The following are the projects in which I’m currently involved:
- Helix – Helix platform includes a novel, data-format agnostic indexing mechanism, and light-weight data linking techniques that could link semantically related records across internal and external data sources of various characteristics.
- -ontop- I am the coordinator and main developer of the -ontop- for Ontology Based Data Access. A Java framework that includes utilities to write and read mappings (e.g., R2RML, D2RQ, etc.), to manipulate mappings, a plugin for Protege 4.x and a reasoner called Quest. Quest allows implements all reasoning techniques we developed in the last years and as a result, is one of the most efficient tools for OWL 2 QL reasoning and for querying virtual RDF graphs with SPARQL. It is able to deal with very large amounts of data (GB and TBs) by reusing SQL in very efficient ways. To learn more about -ontop and Quest visit the official website.
- Optique Optique is a large-scale integrating project (IP) of the FP7 framework. The objective of Optique is to bring about a paradigm shift for data access by i) providing a semantic end-to-end connection between users and data sources ii) enabling users to rapidly formulate intuitive queries using familiar vocabularies and conceptualisations ii) seamlessly integrating data spread across multiple distributed data sources, including streaming sources iii) exploiting massive parallelism for scalability far beyond traditional RDBMSs and thus reducing the turnaround time for information requests to minutes rather than days. To know more about about Optique, please visit the official website. -ontop- is a central component in the Optique project, and starting from November 2012, the development of -ontop- is financed by the Optique.
- TONES. 3 year STREP FET project Financed within the EU 6th Framework Programme under contract number FP6-7603.

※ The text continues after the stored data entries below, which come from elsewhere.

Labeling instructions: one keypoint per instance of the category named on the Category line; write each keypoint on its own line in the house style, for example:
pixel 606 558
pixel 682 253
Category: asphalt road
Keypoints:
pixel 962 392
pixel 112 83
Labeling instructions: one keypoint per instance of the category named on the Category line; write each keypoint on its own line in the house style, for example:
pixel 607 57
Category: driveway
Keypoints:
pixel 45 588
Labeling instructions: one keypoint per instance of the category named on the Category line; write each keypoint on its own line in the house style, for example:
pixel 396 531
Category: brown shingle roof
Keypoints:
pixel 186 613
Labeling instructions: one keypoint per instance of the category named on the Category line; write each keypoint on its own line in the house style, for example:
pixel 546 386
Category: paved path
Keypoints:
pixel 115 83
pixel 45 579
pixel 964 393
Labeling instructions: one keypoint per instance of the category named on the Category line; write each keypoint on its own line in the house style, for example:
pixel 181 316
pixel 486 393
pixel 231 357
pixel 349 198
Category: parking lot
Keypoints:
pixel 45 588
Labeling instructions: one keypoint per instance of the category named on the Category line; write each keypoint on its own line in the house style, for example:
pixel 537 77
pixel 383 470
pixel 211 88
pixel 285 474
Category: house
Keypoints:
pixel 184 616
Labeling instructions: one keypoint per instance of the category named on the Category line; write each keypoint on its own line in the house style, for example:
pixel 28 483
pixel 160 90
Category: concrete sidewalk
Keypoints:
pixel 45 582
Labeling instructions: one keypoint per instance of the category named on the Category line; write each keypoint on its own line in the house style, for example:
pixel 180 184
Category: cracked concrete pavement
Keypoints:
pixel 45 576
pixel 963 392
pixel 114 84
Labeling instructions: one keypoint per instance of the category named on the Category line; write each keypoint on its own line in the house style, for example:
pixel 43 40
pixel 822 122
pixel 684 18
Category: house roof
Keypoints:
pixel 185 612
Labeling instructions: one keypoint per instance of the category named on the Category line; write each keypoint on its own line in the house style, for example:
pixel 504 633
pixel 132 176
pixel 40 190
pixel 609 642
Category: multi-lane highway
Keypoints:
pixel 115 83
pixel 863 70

The aim of the project was study and develop automated reasoning techniques for both offline and online tasks associated with ontologies. My role in TONES was to investigate the use of ontologies and data, in particular, to explore Ontology Based Data Access performance issues. I did this work mostly on top of the QuOnto/Mastro system (see bellow) in the context of my Ph.D. thesis.
- QuOnto/Mastro. A reasoner for the Description logic DL-Lite that provides query answering over ontologies. I was working mostly on the optimization of the performance of Mastro(i), the layer on top of QuOnto that handles the definition of “Virtual ABoxes” that are connected to the ontology’s vocabulary by means of mappings. I focused on the strong connection between SQL structure/redundancy and performance in query-rewriting based approaches to query answering on top of RDBMS. The lesons learned during this work are now being applied in my current projects, mainly in -ontop- and Optique (see above).